Pense naquele famoso discurso de paraninfo intitulado Isto é água, proferido por David Foster Wallace aos formandos do Kenyon College em 2005. Nele, lemos que a “verdadeira liberdade requer atenção, consciência, disciplina, esforço e a capacidade de se importar genuinamente com os outros”. Pronto, esse pequeno trecho pode muito bem apresentar a ideia por trás de O Cão que Não Se Cala (El Perro que No Calla, no título original), filme argentino exibido na 45ª Mostra Internacional de Cinema em São Paulo, dirigido e co-roteirizado por Ana Katz.

Ao longo dos 73 minutos dessa comédia dramática, acompanhamos a vida de Sebastian (Daniel Katz), um homem comum que dedica sua vida ao cão fiel. Ele trabalha em diversos empregos temporários e tenta adequar-se à mudança constante da vida adulta, em paralelo aos problemas impostos por uma Argentina em crise. À moda de Tolstói, Sebas (como também é chamado) resolve as adversidades com delicadeza e empatia, mas não se sente pertencente ao mundo, vivendo cabisbaixo como um cão sem dono, embora nunca reclame ou apareça chorando. No filme, há um equilíbrio entre o absurdo e o drama empático.

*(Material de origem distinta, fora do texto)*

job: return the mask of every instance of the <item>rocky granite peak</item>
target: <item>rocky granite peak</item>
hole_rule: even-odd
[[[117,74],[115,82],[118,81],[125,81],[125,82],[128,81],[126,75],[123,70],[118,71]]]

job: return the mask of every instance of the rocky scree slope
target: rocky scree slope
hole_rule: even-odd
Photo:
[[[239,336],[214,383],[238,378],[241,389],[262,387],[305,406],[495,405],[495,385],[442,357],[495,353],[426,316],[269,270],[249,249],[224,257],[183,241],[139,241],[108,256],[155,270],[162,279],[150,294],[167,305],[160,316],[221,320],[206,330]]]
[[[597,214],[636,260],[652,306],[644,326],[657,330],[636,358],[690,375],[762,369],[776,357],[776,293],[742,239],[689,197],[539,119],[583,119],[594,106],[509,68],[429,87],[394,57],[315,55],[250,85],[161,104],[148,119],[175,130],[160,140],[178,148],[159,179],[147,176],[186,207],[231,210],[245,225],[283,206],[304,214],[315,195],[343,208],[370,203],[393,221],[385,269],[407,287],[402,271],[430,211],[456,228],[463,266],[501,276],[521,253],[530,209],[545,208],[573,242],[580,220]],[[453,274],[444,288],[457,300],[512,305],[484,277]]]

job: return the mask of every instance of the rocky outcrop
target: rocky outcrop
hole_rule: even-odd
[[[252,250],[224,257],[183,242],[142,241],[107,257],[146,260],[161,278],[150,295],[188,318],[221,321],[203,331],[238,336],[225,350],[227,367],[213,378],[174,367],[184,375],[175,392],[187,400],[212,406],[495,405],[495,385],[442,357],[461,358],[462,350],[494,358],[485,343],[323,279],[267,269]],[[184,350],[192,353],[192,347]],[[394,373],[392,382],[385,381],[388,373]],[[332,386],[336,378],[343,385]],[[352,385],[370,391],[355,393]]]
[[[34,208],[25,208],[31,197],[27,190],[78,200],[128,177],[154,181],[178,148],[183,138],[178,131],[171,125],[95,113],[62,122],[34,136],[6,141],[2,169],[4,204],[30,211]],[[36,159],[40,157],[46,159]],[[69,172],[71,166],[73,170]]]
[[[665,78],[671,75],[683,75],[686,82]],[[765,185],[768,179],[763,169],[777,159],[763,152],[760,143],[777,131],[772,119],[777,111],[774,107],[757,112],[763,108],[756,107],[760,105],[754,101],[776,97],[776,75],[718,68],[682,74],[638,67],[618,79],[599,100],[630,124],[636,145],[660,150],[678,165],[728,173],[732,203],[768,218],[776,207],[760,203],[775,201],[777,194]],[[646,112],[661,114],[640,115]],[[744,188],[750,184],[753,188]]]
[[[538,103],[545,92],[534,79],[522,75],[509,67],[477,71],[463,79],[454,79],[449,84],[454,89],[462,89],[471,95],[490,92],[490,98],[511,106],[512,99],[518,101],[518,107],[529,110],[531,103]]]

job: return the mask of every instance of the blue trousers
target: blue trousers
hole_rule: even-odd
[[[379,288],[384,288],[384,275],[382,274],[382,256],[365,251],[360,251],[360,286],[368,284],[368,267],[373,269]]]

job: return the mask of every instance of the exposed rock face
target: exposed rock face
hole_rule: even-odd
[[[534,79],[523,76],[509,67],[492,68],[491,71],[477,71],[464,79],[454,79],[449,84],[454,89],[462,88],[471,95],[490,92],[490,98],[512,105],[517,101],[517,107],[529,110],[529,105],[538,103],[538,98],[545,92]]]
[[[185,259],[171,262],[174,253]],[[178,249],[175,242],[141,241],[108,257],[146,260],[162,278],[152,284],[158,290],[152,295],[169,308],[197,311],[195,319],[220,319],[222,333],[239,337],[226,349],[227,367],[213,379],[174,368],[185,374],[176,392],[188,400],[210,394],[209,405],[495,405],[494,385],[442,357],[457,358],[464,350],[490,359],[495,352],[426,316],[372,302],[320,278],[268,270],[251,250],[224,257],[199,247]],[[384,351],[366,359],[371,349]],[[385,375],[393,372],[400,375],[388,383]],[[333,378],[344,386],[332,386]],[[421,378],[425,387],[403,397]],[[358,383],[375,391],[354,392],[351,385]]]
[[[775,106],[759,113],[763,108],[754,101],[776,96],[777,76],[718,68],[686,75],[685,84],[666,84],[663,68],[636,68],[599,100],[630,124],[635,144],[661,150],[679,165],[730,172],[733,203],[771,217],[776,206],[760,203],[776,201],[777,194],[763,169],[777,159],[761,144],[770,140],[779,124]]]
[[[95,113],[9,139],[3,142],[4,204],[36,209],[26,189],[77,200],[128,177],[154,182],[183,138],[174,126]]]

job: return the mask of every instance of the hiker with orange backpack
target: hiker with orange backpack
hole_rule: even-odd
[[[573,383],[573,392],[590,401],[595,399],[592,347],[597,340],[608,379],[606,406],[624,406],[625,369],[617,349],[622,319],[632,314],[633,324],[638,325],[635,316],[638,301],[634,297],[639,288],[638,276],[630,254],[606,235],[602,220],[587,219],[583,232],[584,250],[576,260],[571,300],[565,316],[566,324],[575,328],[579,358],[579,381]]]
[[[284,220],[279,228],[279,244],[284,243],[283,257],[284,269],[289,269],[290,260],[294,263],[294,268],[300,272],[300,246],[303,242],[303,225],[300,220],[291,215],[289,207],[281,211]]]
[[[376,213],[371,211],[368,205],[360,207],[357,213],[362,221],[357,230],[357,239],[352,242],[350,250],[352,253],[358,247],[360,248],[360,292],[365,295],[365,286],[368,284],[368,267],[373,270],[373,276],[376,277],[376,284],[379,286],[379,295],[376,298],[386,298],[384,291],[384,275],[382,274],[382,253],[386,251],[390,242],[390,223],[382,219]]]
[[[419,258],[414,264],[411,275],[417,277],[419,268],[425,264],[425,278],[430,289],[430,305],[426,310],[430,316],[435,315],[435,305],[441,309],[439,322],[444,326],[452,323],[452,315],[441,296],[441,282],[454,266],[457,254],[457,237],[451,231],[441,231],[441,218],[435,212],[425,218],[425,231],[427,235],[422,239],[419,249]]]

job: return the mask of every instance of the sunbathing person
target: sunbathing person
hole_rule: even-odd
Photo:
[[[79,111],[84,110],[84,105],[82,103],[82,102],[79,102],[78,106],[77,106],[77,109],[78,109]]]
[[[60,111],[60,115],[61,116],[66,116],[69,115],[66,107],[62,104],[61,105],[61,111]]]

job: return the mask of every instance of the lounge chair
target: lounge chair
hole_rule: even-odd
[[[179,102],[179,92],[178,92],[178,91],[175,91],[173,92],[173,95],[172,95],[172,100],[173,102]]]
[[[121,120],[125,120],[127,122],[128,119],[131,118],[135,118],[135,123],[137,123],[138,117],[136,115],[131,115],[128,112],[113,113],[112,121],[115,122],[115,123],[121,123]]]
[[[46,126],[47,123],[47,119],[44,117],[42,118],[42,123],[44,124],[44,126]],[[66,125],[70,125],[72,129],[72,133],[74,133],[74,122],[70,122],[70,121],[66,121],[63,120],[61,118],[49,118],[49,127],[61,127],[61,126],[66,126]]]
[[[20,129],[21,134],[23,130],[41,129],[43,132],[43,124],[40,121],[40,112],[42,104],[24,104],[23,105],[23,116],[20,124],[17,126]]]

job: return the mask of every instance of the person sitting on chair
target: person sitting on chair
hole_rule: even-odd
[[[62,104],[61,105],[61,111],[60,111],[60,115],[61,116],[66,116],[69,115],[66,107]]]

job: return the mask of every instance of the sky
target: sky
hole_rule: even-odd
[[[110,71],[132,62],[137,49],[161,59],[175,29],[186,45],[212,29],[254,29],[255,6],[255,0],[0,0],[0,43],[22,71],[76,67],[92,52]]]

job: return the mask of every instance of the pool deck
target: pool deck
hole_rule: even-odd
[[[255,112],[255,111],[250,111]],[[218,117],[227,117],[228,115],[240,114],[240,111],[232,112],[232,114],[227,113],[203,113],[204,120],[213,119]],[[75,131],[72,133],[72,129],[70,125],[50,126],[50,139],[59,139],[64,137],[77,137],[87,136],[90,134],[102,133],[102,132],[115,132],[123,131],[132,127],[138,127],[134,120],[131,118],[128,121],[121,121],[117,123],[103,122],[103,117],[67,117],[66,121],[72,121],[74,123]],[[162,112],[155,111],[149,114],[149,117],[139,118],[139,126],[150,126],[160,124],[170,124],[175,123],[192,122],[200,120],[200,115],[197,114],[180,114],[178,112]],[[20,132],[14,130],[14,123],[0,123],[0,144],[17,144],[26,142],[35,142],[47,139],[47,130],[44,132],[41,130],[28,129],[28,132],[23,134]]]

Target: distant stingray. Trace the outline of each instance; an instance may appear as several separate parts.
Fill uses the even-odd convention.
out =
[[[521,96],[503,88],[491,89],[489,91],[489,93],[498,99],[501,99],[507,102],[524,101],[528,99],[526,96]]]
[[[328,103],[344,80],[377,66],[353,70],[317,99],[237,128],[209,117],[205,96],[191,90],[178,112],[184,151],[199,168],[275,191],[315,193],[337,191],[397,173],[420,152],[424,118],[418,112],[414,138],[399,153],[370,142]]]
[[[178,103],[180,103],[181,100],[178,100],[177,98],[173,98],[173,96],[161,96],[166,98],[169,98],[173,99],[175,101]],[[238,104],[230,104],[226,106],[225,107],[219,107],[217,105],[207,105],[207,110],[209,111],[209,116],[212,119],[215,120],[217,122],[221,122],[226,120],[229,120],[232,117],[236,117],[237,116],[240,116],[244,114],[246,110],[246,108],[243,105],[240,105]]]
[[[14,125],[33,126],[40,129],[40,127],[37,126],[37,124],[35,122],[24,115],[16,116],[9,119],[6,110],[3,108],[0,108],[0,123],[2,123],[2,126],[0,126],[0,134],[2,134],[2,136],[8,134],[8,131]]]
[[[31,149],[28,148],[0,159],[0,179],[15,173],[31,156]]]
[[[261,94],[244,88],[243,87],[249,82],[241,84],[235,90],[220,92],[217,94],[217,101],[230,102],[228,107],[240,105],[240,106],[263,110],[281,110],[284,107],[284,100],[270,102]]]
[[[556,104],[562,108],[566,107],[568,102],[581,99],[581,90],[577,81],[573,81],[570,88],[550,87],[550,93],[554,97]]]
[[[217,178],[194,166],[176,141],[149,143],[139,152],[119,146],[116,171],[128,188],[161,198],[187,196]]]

Cena do filme O cão que não se cala. Na foto em preto e branco, há um homem conversando com uma mulher em um escritório. Os dois estão de pé e, cada um está utilizando um cilindro transparente na cabeça, e ambos são pessoas brancas. O rapaz possui cabelos curtos de cor preta, e barba de cor preta. Ele veste uma camisa cinza escura. A mulher possui cabelos de cor cinza, e veste uma blusa também de cor cinza. Ela está com sua mão esquerda levantada.
O Cão que Não Se Cala ganhou o Big Screen Award no Festival de Roterdã, e também foi apresentado no Festival de Cinema de Sundance (Foto: Oh my Gomez)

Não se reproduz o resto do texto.